In forgiving my perpetrator, I feel cleaner. It frees me to not only live a more fulfilled life, but, more importantly, to rid myself of any animosity. I am able to love my wife, my son, and life all the more. When we elect to hate, we not only lose our compassion for others but we lose ourselves in the process. Keep in mind that for someone to hurt you, someone must have hurt them too.
Hate no one. Get closure with the person you need to forgive. Pick up that phone, talk to that person, write that letter even if you never mail it. Hug that person. Lower your defenses. Listen with your heart and an objective mind. Just do whatever you have to do to expel these bad feelings from your system.

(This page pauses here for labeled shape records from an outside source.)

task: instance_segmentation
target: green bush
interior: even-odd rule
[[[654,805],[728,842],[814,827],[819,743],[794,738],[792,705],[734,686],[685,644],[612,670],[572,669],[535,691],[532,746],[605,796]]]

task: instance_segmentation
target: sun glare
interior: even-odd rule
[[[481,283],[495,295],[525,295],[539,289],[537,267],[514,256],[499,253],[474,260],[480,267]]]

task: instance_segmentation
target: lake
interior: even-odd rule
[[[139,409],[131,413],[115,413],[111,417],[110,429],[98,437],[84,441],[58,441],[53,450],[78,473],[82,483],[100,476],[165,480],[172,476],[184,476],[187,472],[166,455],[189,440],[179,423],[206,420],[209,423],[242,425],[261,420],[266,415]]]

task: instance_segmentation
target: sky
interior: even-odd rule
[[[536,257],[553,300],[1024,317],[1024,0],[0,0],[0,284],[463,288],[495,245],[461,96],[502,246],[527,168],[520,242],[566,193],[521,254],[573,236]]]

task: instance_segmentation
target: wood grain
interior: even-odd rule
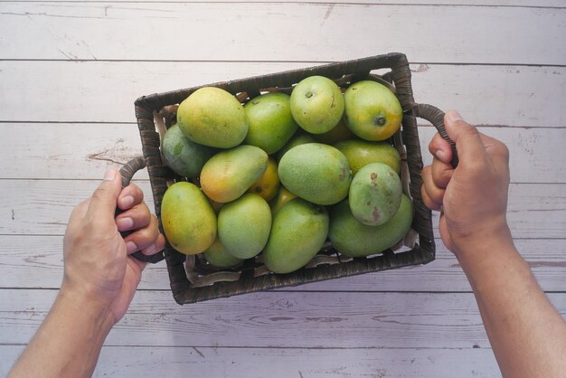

Every day, wipe your slate clean."
If you harbor ill feelings, if you stay in a negative environment and do not deal with troubling situations, you can only go so far in life. You may have the world in the palm of your hand, but at the cost of running away from yourself. Every day when you get up and look at yourself in the mirror, you will see yourself as who you truly are and the baggage and disparity you carry - every day for the rest of your life. You will be so busy with all the troubles of your world, you will lose sight of what truly matters in your life. Again, I ask you: With all that you have experienced and as unhappy as you may be, don't you deserve better than that? I believe you do!